L’Anglaise Eva Crane (1912-2007), une apidologue autodidacte devenue une figure majeure de la vulgarisation de la recherche apicole contemporaine.



Eva Crane (1912-2007) a été l’une des figures majeures de la recherche apicole contemporaine. Mathématicienne de formation, elle abandonne pendant la Seconde Guerre une carrière scientifique amorcée pour se consacrer à l’étude des abeilles, transformant une simple curiosité en vocation intellectuelle. Directrice de l’IBRA pendant plus de trois décennies, elle a structuré un champ de recherche jusque-là éclaté grâce à un travail monumental de documentation, de comparaison et de diffusion scientifique. Voyageuse infatigable, elle parcourut plus de soixante pays pour observer les pratiques apicoles du monde entier, produisant des synthèses devenues des références internationales. À une époque où peu de femmes occupaient de telles responsabilités scientifiques, elle s’est imposée grâce à sa rigueur, son indépendance intellectuelle et une vision globale de l’apiculture.
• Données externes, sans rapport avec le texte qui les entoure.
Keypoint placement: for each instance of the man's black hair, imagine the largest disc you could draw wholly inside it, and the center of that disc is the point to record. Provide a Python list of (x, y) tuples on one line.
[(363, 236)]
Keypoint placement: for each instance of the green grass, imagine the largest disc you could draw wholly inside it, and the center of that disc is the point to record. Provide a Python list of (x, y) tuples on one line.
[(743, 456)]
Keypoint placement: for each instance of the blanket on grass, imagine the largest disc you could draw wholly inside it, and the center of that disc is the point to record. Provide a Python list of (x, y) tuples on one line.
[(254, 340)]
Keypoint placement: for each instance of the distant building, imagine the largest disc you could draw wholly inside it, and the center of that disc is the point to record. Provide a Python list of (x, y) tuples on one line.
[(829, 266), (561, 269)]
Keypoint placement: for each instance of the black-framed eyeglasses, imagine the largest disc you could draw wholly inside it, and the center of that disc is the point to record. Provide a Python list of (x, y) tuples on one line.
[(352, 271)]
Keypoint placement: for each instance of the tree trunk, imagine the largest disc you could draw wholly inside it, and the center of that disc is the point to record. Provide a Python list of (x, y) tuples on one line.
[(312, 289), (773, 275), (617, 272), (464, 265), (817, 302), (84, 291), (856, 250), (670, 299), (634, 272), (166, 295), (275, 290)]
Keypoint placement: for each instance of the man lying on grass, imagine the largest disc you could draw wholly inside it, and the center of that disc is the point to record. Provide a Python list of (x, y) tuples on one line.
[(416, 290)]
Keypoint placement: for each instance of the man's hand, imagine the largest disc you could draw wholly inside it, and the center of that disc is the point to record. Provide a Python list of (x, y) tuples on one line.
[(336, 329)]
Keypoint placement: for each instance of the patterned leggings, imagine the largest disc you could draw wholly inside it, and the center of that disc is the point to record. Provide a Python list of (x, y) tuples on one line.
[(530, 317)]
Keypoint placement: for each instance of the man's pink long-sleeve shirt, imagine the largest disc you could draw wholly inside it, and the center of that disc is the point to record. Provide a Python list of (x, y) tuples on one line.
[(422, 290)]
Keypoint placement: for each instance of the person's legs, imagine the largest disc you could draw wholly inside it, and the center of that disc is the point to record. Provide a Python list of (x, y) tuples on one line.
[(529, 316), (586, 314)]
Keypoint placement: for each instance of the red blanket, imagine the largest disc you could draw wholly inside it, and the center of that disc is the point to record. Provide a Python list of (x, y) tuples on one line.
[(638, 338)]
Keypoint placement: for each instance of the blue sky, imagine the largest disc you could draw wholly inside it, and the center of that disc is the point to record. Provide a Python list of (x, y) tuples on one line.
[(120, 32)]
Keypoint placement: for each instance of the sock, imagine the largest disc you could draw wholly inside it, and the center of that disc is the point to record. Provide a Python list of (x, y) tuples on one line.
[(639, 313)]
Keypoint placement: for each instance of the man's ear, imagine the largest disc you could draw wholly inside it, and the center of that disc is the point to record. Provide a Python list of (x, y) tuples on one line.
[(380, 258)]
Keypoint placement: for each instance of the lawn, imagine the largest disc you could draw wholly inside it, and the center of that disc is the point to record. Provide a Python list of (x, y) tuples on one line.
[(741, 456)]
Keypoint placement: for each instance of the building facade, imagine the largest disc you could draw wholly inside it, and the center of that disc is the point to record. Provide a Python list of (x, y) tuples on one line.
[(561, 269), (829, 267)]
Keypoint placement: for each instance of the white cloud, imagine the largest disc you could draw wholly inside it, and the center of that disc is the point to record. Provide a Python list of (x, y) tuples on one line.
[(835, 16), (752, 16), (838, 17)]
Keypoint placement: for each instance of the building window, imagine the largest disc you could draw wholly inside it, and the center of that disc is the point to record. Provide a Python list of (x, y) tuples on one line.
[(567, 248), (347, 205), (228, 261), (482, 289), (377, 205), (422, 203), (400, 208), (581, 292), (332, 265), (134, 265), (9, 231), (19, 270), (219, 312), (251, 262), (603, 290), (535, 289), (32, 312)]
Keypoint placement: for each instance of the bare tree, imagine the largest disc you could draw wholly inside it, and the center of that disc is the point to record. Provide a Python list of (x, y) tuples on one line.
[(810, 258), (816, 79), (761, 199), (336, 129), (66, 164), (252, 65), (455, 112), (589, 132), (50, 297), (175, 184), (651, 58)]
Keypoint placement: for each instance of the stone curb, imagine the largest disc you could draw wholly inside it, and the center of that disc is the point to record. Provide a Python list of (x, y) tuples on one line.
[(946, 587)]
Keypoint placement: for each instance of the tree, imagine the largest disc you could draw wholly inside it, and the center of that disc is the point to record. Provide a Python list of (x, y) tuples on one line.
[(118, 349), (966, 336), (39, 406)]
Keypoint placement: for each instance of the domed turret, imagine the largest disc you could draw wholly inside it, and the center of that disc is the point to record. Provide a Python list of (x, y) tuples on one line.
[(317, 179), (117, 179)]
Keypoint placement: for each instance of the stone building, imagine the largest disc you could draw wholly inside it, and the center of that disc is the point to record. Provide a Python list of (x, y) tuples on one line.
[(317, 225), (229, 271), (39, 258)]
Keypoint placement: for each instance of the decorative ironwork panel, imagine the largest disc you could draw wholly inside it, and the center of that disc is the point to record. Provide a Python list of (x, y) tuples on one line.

Elle laisse une œuvre monumentale (plusieurs centaines de publications), dont l’héritage est prolongé par le Eva Crane Trust.

Une brève biographie (1912-2007)

Ethel Eva Widdowson, épouse Crane, née à Londres en 1912, a grandi dans une famille cultivée où l’éducation tenait une place importante. Ayant précocement manifesté des aptitudes pour les sciences et les mathématiques, elle obtient une bourse pour étudier les mathématiques au King’s College de Londres, et soutenir un doctorat en physique nucléaire. En 1939, elle épouse James Crane. La Seconde Guerre infléchit sa trajectoire intellectuelle : enseignante puis chercheuse en mathématiques, elle s’intéresse à l’apiculture par hasard, lorsqu’on lui offrit (en cadeau de mariage !) une ruche peuplée pour « prendre sa part » dans l’effort de guerre – substituer le miel au sucre. Sa curiosité initiale devient progressivement une vocation scientifique. Jusqu’à son décès en 2007, publiant jusqu’au dernier jour, elle consacrera plus de six décennies à rassembler, ordonner et analyser des connaissances jusque-là dispersées sur les abeilles, leurs produits et l’apiculture mondiale.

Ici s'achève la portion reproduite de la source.